First, we have upheld a wide variety of congressional Acts regulating intrastate economic activity where we have concluded that the activity substantially affected interstate commerce. Examples include the regulation of intrastate coal mining; intrastate extortionate credit transactions, restaurants utilizing substantial interstate supplies, McClung, supra, inns and hotels catering to interstate guests, Heart of Atlanta Motel, supra, and production and consumption of home-grown wheat, Wickard. These examples are by no means exhaustive, but the pattern is clear. Where economic activity substantially affects interstate commerce, legislation regulating that activity will be sustained.
Even Wickard, which is perhaps the most far reaching example of Commerce Clause authority over intrastate activity, involved economic activity in a way that the possession of a gun in a school zone does not. . . .
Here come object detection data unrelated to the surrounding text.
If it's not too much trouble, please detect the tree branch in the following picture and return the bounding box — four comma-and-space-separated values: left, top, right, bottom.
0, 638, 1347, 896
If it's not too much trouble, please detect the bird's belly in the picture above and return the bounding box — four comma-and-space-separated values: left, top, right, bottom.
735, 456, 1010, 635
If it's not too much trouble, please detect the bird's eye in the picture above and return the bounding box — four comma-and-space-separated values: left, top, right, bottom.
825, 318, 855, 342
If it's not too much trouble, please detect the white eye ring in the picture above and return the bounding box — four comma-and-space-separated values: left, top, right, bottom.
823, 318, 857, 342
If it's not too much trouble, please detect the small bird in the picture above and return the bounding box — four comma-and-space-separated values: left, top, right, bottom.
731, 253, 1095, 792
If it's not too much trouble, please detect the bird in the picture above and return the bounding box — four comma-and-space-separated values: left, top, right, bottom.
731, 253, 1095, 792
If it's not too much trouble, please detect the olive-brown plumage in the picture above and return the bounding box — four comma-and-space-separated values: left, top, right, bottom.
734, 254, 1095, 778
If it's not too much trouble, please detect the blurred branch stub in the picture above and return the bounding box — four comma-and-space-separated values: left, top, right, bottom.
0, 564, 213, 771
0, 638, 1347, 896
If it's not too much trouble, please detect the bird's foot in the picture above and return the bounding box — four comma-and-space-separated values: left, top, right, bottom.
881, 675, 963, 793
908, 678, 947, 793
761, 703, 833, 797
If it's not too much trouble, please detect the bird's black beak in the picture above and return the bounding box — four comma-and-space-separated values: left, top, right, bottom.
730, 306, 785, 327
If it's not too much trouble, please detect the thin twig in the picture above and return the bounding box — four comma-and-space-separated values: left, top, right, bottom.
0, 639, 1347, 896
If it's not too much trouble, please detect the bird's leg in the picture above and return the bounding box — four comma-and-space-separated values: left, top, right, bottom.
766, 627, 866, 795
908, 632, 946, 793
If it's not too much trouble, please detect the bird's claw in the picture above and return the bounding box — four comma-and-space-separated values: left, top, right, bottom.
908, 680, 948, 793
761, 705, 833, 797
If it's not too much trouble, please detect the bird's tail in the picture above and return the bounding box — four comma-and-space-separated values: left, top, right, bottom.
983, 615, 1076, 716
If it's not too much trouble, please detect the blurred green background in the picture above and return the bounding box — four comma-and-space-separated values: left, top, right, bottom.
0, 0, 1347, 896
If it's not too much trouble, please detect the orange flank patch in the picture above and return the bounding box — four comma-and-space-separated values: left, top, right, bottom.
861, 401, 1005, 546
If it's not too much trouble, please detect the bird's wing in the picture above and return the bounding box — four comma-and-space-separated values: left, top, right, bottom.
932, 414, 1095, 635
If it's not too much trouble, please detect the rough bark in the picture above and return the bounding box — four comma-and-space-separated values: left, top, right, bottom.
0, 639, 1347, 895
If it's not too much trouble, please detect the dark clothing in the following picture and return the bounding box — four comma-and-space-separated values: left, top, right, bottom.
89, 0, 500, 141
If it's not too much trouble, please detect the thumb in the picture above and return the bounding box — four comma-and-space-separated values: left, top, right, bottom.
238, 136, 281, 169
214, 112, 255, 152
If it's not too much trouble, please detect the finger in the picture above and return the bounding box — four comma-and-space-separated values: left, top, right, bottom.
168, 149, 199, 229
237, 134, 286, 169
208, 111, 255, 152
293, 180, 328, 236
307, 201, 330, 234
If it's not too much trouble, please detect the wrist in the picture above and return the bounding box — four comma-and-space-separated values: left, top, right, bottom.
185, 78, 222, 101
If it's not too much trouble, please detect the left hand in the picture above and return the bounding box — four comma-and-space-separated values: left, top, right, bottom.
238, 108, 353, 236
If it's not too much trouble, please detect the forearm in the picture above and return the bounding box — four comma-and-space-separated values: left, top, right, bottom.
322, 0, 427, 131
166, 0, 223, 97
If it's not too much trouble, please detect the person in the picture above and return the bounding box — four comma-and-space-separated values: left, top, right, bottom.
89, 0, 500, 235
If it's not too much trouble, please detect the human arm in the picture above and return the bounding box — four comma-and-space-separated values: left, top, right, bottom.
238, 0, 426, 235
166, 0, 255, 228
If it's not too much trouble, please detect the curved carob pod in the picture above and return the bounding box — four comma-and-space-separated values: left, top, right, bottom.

Section 922(q) is a criminal statute that by its terms has nothing to do with “commerce” or any sort of economic enterprise, however broadly one might define those terms. Section 922(q) is not an essential part of a larger regulation of economic activity, in which the regulatory scheme could be undercut unless the intrastate activity were regulated. It cannot, therefore, be sustained under our cases upholding regulations of activities that arise out of or are connected with a commercial transaction, which viewed in the aggregate, substantially affects interstate commerce.